Several years ago, my good friend Michael Stuffler, German pilot’s watch expert, told me the reason contemporary pilot’s watches are so popular is that they still breathe the “kerosene tainted air of former times.” Indeed, a pilot’s watch has a special aura, apart from its characteristics such as readability, robustness and utilitarian appearance. And it is this aura that makes them somehow immortal and more desirable.

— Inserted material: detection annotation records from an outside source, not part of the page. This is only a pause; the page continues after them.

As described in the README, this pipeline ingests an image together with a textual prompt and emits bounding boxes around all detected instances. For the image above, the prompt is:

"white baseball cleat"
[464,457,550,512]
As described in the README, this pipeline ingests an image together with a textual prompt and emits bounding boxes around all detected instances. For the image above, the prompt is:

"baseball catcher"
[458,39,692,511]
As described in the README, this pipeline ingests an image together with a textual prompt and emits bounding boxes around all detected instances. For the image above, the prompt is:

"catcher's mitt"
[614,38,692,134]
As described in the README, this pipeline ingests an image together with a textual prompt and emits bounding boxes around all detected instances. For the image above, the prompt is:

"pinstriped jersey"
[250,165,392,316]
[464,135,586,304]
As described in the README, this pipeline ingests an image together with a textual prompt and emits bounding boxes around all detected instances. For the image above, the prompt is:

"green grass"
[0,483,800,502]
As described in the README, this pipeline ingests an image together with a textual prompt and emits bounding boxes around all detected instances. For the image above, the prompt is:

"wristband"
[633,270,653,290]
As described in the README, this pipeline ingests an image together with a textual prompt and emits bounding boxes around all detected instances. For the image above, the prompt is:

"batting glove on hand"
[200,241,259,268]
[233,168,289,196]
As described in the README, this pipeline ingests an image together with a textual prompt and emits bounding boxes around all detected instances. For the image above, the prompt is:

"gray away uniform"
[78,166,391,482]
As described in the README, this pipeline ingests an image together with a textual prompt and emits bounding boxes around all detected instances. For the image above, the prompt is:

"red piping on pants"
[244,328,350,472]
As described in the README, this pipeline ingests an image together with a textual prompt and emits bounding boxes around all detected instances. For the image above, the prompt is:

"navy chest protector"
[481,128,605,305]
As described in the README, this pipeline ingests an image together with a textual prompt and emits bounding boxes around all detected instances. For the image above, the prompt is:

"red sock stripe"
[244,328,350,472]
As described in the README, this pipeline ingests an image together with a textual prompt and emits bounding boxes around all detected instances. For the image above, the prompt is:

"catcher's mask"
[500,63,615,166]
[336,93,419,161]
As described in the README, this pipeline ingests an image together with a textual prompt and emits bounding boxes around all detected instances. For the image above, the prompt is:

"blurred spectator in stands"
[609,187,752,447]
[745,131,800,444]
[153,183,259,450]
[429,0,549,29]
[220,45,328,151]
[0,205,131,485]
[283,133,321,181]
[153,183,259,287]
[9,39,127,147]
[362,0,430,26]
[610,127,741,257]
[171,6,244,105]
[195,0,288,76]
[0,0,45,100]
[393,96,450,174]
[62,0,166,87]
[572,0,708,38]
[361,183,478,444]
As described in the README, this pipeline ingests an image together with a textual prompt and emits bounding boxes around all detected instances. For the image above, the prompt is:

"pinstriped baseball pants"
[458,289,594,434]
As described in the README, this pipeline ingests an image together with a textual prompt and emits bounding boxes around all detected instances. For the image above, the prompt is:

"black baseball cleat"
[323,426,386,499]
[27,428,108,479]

MODERN BUNDESWEHR CHRONOGRAPHS
In 1949, at the beginning stages of the Cold War, the United States and its European allies created the North Atlantic Treaty Organization (NATO), a military alliance to counter Soviet influence. In the mid-1950s, West Germany established their armed forces, known as the Bundeswehr. The Bundeswehr were issued three German pilot’s chronographs beginning with the Hanhart 417 in the late ’50s, followed by Junghans’ J88 in the ’60s, and finally Heuer 1550 SG for most of the ’70s. While these three chronographs are highly collectible and legendary, I consider them predecessors to the modern Bundeswehr chronograph design code. All three watches also had complicated hand-winding movements that were expensive to purchase and service.
At the end of the 1970s, the Bundeswehr decided to open the bid to German companies for a new pilot’s chronograph.